Friday, March 30, 2007

THE ROBOT MAN DOES NOT DANCE

Currently playing: The Field, From Here We Go Sublime. A full-length album by a guy whose work I know from the Kompakt label's last two Total compilations. Kompakt is my current one-stop for techno - I like pretty much everything I've heard on the label over the past couple of years. The Total compilations are pretty much an annual event, and #s 6 and 7 have expanded from one disc each to two. As I said in the Voice awhile back, at its most aggressive it's music that makes you feel like you're in your own Michael Mann movie, driving a black Ferrari through rain-slick streets with another dude, both of you wearing sunglasses and not talking or smiling; and at its least aggressive, it's music to listen to while sitting in an all-white room as microscopic robots eat the dust off the furniture.
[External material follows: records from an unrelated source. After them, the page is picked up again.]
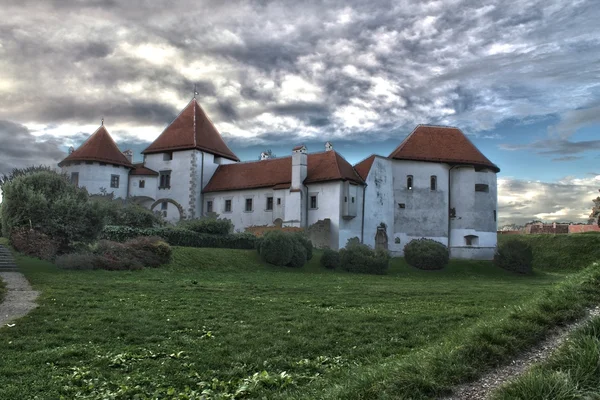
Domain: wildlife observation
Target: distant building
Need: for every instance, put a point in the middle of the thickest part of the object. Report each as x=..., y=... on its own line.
x=436, y=184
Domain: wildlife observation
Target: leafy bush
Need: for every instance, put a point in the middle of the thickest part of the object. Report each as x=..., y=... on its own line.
x=130, y=214
x=516, y=256
x=299, y=254
x=182, y=237
x=77, y=261
x=426, y=254
x=213, y=226
x=361, y=258
x=330, y=259
x=150, y=251
x=34, y=243
x=306, y=242
x=277, y=248
x=47, y=202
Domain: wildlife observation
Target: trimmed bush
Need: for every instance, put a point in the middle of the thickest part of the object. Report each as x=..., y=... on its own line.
x=34, y=243
x=426, y=254
x=516, y=256
x=360, y=258
x=182, y=237
x=277, y=248
x=212, y=226
x=298, y=254
x=330, y=259
x=150, y=251
x=306, y=242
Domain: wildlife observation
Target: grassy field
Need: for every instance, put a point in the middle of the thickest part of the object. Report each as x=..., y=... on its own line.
x=572, y=372
x=222, y=322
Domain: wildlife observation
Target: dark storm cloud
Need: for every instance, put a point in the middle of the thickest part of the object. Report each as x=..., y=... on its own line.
x=19, y=148
x=380, y=67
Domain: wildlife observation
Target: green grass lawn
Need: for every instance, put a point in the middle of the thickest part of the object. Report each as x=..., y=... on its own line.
x=224, y=315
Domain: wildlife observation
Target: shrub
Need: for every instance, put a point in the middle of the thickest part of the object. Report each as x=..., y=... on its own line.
x=277, y=248
x=306, y=242
x=151, y=251
x=77, y=261
x=213, y=226
x=516, y=256
x=299, y=254
x=330, y=259
x=361, y=258
x=47, y=202
x=34, y=243
x=130, y=214
x=182, y=237
x=426, y=254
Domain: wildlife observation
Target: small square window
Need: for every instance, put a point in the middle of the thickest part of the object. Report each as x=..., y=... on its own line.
x=114, y=181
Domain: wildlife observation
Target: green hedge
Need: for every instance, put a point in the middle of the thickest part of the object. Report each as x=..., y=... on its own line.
x=181, y=237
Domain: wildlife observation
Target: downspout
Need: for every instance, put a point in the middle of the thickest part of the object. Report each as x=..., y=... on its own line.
x=362, y=225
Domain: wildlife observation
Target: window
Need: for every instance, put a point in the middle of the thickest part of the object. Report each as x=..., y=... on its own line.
x=482, y=187
x=471, y=240
x=114, y=181
x=165, y=180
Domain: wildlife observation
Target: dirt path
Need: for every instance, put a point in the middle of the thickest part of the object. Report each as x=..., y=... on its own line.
x=483, y=387
x=19, y=299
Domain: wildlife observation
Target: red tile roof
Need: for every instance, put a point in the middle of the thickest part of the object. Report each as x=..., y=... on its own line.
x=140, y=169
x=441, y=144
x=364, y=166
x=99, y=147
x=277, y=173
x=192, y=129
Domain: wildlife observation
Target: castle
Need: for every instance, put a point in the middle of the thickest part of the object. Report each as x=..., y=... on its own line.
x=435, y=184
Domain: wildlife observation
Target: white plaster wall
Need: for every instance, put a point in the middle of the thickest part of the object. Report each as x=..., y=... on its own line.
x=150, y=187
x=95, y=176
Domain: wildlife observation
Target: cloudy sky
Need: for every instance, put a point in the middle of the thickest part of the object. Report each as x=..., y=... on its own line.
x=521, y=78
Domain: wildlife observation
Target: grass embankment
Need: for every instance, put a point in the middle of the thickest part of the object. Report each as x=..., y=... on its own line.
x=215, y=319
x=561, y=252
x=572, y=372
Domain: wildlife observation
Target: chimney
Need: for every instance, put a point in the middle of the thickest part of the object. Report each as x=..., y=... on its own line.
x=299, y=167
x=129, y=155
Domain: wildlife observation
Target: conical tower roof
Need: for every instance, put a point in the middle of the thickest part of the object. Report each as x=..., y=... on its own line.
x=192, y=129
x=99, y=147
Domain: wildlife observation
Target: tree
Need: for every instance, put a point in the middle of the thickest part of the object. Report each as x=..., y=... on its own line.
x=48, y=203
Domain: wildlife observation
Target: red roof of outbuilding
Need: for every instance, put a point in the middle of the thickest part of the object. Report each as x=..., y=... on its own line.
x=99, y=147
x=140, y=169
x=192, y=129
x=440, y=144
x=277, y=173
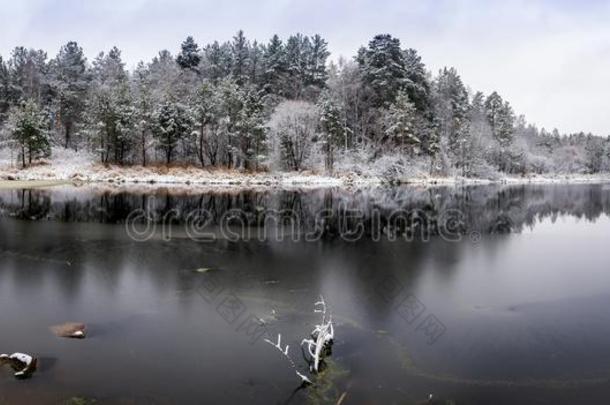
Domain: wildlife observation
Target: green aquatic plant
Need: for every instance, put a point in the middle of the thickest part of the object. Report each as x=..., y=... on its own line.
x=80, y=401
x=326, y=388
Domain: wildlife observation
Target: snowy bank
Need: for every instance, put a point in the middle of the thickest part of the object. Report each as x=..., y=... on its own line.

It doesn't make me want to dance, but it makes me feel much cooler than I am, and that's really what I look for in electronic music - I want it to make me feel like an impeccably styled robot-man with liquid nitrogen in my veins. There are some surprisingly human moments in the Field's tracks - titles like "A Paw In My Face" and "The Little Heart Beats So Fast" imply happy interactions with other living creatures, and that's fine. And is it me, or is "Action," from Total 6, built around samples from the Four Tops' "(Reach Out) I'll Be There"? Still, there's enough ultra-smooth man-machine beauty that this might wind up being one of my favorite albums of the year.